Coercive field strength: Resistance to demagnetisation

The coercive field strength is a measure of the resistance of a magnetic material to demagnetisation. It indicates the strength of the opposing magnetic field required to reduce the magnetisation of the material to zero. The coercive field strength is represented by the symbol H_c and is measured in units of amperes per metre (A/m).

How is the coercive field strength defined?

Mathematically, the coercive field strength describes the point on the hysteresis curve at which the magnetic flux density ( B ) becomes zero. This point is crucial for assessing the stability of a magnet against external fields.

The higher the coercive field strength, the more difficult it is to demagnetise the magnet. Materials with a high coercive field strength are referred to as hard magnetic, while those with a low coercive field strength are soft magnetic.

Properties of the coercivity

• Material dependence: The coercivity varies greatly between materials. For example, neodymium magnets have a high coercive field strength, while iron has lower values.
• Temperature dependence: At higher temperatures, the coercive field strength often decreases, which increases the susceptibility to demagnetisation.
• Hysteresis: The coercive field strength is a key parameter of the hysteresis curve and characterises the magnetisation and demagnetisation processes of a material.

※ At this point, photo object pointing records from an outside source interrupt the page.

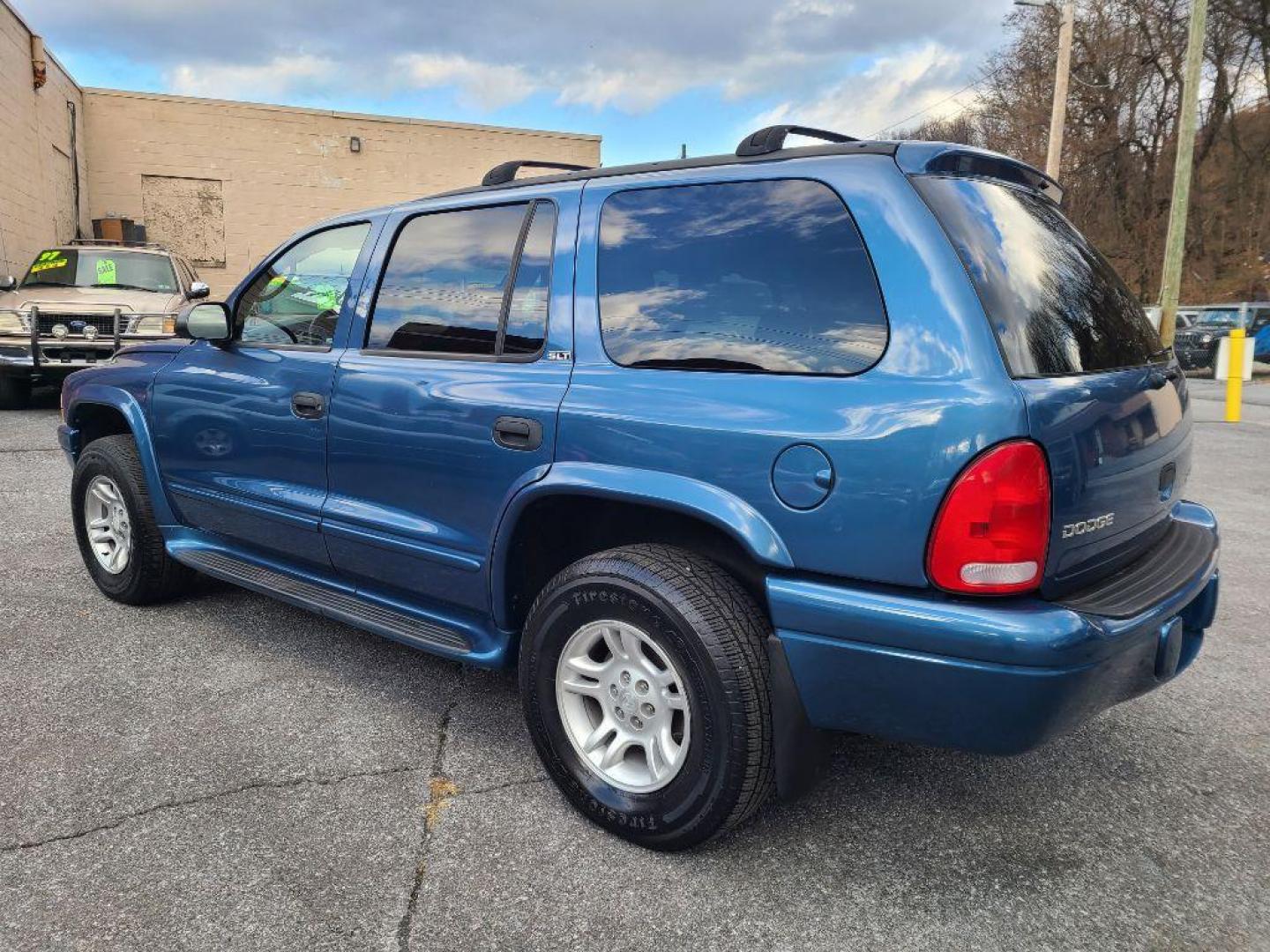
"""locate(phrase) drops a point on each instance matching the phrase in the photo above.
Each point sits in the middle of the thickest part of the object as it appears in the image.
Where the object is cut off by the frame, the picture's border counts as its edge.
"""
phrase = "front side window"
(108, 268)
(471, 282)
(750, 276)
(1054, 302)
(297, 299)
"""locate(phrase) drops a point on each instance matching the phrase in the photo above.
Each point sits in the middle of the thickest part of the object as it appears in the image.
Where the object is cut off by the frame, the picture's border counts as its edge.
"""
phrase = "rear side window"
(471, 282)
(751, 276)
(1054, 302)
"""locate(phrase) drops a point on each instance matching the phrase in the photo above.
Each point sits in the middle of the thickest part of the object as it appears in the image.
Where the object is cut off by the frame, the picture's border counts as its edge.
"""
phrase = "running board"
(335, 603)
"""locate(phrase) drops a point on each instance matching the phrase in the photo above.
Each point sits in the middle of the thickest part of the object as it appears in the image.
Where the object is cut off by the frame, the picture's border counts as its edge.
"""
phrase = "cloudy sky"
(646, 75)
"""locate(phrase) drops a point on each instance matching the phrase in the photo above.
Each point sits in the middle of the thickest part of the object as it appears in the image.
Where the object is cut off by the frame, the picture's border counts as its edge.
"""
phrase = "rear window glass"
(750, 276)
(1054, 302)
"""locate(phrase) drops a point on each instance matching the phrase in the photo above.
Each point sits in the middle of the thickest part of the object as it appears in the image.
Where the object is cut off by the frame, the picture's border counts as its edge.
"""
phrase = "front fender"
(666, 490)
(127, 404)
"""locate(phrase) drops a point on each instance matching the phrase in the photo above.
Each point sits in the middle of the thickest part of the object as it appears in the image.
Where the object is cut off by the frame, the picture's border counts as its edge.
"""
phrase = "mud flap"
(800, 750)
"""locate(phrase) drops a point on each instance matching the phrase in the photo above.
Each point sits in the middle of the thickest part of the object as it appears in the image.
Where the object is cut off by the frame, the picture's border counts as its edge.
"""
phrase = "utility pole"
(1058, 115)
(1062, 71)
(1175, 244)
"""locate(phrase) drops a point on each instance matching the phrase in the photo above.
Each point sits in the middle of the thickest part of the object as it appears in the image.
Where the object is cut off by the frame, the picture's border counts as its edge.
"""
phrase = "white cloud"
(485, 86)
(923, 80)
(263, 81)
(630, 57)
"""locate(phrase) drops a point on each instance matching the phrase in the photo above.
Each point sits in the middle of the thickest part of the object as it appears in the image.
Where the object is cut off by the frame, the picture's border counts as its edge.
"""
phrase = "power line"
(984, 78)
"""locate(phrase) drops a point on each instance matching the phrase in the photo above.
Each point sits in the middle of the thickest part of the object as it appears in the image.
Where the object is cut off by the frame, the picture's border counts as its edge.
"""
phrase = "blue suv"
(721, 452)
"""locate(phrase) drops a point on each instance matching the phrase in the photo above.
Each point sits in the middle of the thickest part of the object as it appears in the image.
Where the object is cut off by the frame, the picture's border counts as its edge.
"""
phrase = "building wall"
(37, 205)
(227, 182)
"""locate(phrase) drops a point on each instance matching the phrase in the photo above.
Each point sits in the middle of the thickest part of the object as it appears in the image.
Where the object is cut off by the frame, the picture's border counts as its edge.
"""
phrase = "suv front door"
(240, 428)
(446, 404)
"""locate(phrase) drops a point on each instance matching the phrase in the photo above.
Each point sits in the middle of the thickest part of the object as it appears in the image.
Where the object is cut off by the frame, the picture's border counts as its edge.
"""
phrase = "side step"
(335, 603)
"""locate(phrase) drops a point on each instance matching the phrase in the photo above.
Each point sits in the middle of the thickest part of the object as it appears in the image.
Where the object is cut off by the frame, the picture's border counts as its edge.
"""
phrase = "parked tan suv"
(61, 317)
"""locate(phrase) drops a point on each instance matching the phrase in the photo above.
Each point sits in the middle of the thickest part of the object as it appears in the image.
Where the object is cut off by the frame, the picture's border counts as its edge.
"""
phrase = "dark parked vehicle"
(721, 452)
(1197, 344)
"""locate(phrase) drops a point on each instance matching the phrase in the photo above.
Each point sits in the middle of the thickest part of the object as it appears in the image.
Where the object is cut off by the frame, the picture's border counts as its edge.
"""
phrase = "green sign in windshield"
(106, 271)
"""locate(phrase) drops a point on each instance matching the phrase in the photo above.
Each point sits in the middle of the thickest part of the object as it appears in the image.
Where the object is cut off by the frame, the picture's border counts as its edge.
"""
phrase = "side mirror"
(208, 322)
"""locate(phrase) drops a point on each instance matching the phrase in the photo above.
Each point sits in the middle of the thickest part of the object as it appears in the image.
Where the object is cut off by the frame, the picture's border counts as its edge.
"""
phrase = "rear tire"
(692, 628)
(109, 484)
(14, 392)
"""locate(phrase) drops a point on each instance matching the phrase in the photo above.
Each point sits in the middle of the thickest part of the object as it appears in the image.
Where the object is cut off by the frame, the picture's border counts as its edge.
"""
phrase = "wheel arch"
(101, 410)
(609, 505)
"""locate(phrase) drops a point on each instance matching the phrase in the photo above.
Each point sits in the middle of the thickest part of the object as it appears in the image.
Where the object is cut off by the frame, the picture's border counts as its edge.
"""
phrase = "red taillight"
(992, 530)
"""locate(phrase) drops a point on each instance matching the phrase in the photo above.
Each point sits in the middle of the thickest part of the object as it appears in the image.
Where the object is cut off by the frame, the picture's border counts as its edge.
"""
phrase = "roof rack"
(504, 173)
(773, 138)
(117, 242)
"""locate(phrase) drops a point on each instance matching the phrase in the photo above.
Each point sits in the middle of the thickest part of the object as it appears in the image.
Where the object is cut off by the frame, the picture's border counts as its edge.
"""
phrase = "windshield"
(1220, 319)
(84, 268)
(1054, 302)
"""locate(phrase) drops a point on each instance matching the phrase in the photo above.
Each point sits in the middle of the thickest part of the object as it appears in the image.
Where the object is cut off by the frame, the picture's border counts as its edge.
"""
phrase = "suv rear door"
(446, 401)
(1104, 398)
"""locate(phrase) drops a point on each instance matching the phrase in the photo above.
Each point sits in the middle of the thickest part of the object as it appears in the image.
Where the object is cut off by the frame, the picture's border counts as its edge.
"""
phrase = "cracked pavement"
(228, 772)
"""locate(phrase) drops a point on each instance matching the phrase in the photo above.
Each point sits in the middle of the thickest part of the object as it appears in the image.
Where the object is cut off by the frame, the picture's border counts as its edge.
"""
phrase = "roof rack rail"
(504, 173)
(773, 138)
(117, 242)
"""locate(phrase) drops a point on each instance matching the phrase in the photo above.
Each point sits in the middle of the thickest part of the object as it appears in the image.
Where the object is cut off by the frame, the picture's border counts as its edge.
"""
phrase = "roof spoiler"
(949, 159)
(504, 173)
(773, 138)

Examples of coercive field strengths

• Soft magnetic materials: Ferrites and irons typically have a coercive field strength of less than 10 A/m, which makes them ideal for electromagnetic applications (electromagnets).
• Hard magnetic materials: Neodymium magnets have values of up to 1,000 kA/m, making them used in permanent magnet applications.

Applications of coercivity

Coercivity plays an important role in the selection of materials for various technical applications:

• Permanent magnets: Magnets with high coercive field strength, such as neodymium or samarium-cobalt, are used in electric motors and generators.
• Transformers: Soft magnetic materials with low coercivity minimise energy losses.
• Magnetic data storage: Media such as hard drives use materials with specific coercivity values to reliably store data.

Interesting facts about coercivity

Did you know that the coercivity of a magnet plays a decisive role in high-temperature applications? Neodymium magnets lose coercivity at temperatures above 80 °C, while samarium-cobalt magnets remain stable up to 350 °C. This property makes them indispensable for extreme environments.